One of the most iconic coins of the ancient world, a circa 42 BC aureus in Mint-State (MS) condition will cross the block at a U.K. auction in late October.

While Roman senator Marcus Junius Brutus issued as many as 100 silver examples of the “EID MAR” coin in the eastern Mediterranean (likely in northern Greece), only two gold examples were known until recently. The coin celebrates the murder of Roman dictator Julius Caesar, whose most famous assassin was Brutus.

“Though Caesar had countless enemies, his most formidable turned out to be Brutus and Cassius, young senators who led the conspiracy against him,” reads a statement issued by Numismatic Guaranty Corporation (NGC), whose ancients division certified the coin. “Though both men eventually struck coins of their own, only Brutus chose to portray himself and to create a design that celebrated the murder.”

The coin’s reverse design depicts two daggers, representing Brutus and Cassius, alongside a “pileus,” the freedman’s cap of liberty, which declared the murder was an act of Roman liberation. The inscription “EID MAR,” an abbreviation of “EIDIBVS MARTIIS” – or the Ides of March, the day Caesar was assassinated at the Senate House of Pompey – is also on the reverse.

“The ‘EID MAR’ aureus of Brutus is an undisputed masterpiece of ancient coinage,” said NGC Chair Mark Salzberg, who’s also the firm’s grading finalizer. “Over the last 40 years, I’ve handled most of the world’s greatest numismatic rarities, but I found this coin especially captivating. It has everything a collector could possibly want.”

‘UNPARALLELED BRAGGADOCIO’

Offered as Lot 463 of Roma Numismatics’ Oct. 29 sale, it’s expected to bring £500,000 ($850,250 Cdn.).

“Nothing resonates so deeply with those knowledgeable in ancient Roman coinage as the dramatic EID MAR type struck by Brutus in 42 BC, nor indeed is any type more sought after by connoisseurs,” reads the auction catalogue, which references Herbert Cahn’s 1989 study, “Eidibus Martiis,” which records 56 examples in silver and two in gold.

“Anecdotal comments have long suggested the extent of the surviving population of EID MAR denarii could approximate as many as a hundred specimens – a reasonably high figure for what is considered to be an extreme rarity – and Campana’s as yet unpublished Die Study indeed identifies 88 examples (at last count) in silver (of which at least 34 are now in institutional collections) and three in gold.”

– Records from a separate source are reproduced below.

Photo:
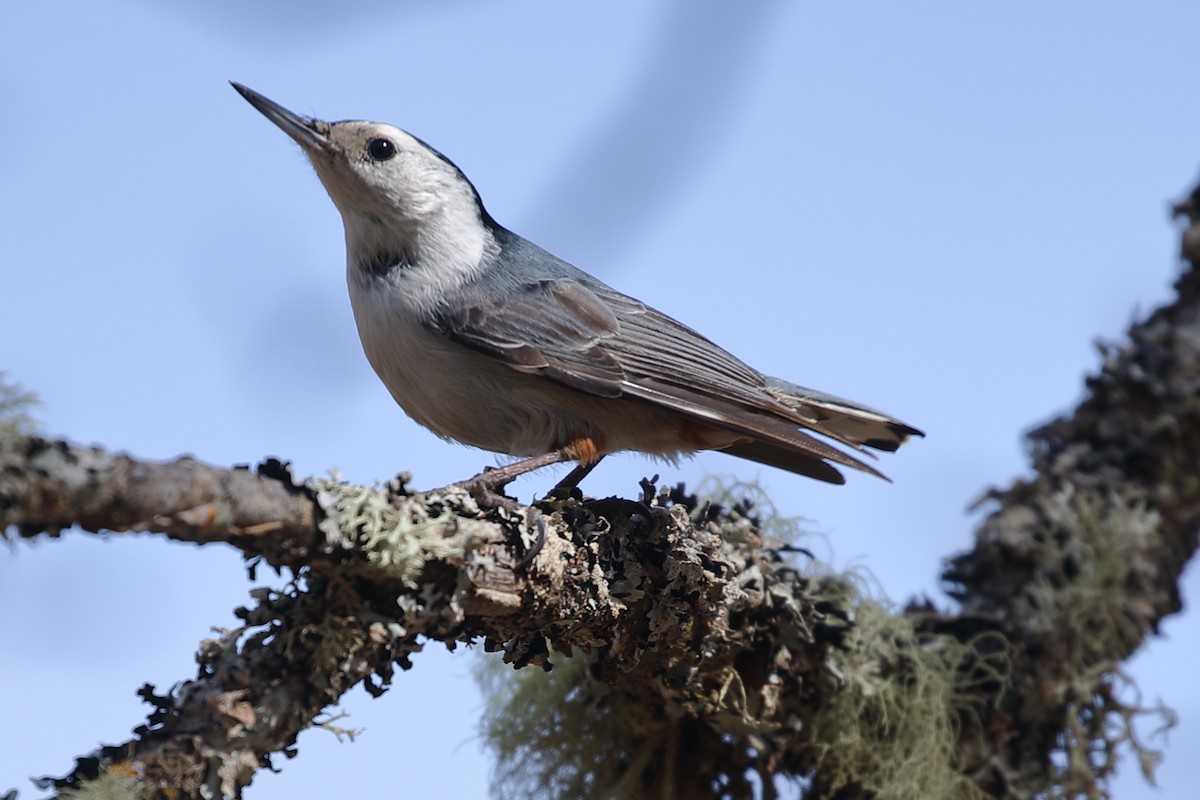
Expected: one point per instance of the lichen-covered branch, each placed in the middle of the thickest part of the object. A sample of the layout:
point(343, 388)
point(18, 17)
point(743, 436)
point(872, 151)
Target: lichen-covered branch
point(688, 619)
point(1077, 565)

Auctioneers describe the coin of “enormous historical importance … enhanced by its virtual unobtainability (sic) to all but the most fortunate of collectors.”

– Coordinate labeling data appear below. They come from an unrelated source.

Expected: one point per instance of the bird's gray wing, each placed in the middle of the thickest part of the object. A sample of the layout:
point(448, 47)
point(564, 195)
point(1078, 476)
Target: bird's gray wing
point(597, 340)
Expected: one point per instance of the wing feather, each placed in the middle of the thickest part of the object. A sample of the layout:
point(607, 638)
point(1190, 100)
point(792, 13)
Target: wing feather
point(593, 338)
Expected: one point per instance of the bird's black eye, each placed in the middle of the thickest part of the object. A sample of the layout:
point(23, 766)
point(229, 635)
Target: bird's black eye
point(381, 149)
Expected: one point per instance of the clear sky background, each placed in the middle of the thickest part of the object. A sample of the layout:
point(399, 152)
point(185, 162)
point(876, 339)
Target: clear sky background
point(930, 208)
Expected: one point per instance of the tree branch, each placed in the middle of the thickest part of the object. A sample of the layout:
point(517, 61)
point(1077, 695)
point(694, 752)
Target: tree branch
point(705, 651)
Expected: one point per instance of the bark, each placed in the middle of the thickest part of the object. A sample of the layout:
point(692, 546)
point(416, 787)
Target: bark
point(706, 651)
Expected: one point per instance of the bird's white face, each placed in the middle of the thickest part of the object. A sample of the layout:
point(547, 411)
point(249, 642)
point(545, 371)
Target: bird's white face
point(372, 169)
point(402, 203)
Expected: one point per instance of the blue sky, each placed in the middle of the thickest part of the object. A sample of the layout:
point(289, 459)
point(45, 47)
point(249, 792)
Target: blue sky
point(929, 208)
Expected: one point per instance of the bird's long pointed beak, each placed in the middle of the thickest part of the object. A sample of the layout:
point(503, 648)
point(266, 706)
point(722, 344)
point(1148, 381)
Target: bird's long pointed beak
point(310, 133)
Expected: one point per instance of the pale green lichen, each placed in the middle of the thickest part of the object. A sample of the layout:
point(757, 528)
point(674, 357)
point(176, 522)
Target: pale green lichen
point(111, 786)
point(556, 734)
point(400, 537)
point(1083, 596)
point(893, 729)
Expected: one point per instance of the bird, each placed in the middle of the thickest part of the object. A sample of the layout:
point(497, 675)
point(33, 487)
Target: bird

“Foremost of the reasons for the exalted position of the type in the collective consciousness is its naked and shameless celebration of the murder of Julius Caesar two years earlier in 44 BC,” reads the auction catalogue, which adds this “coin type like no other has inspired great admiration, fascination, disbelief and desire in the hearts of historians, numismatists and collectors.”

“This brutal and bloody assassination had been prompted by the well-founded belief among the Senate that Caesar indented to make himself king, which in truth he was already in all but name. By special decree of the Senate, Caesar had been made dictator perpetuo – dictator in perpetuity – and granted the extraordinary and unprecedented honour of striking coins bearing his own likeness, thus breaking the ancient taboo of placing the image of a living Roman upon a coin. By these and other affronts to the traditional values and institutions of the Republic did Caesar seal his fate.”

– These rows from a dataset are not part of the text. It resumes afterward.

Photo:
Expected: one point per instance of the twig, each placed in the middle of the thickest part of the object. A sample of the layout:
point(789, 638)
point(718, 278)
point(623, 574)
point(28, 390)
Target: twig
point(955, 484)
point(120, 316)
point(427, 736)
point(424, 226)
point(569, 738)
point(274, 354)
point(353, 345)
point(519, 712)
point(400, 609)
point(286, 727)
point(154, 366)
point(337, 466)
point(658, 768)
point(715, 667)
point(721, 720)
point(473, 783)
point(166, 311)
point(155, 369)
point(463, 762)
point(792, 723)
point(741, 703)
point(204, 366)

On March 15, 44 BC, Caesar was stabbed 23 times by between 30 and 60 senators who Caesar “called his friends, and of whom many had been pardoned by him on the battlefield and now owed their ranks and offices to him,” according to auctioneers.

“The simple but bold reverse design employed by Brutus for this aureus contains the three principal elements of this ‘patriotic’ act of regicide committed to liberate the Republic from monarchical tyranny. Most striking are the two daggers of differing design, the one symbolising that wielded by Brutus himself, the other that of Cassius his co-consipirator. These flank the pileus, the cap of Liberty as worn by the divine twins and patrons of Roman armies Castor and Pollux, and which was conferred upon all freed slaves as a mark of their emancipation.”

With the “EID MAR” legend rounding out the reverse design “in an act of unparalleled braggadocio, we are at once presented with the murder weapons used to slay Caesar, the precise date of the deed, and the motive.”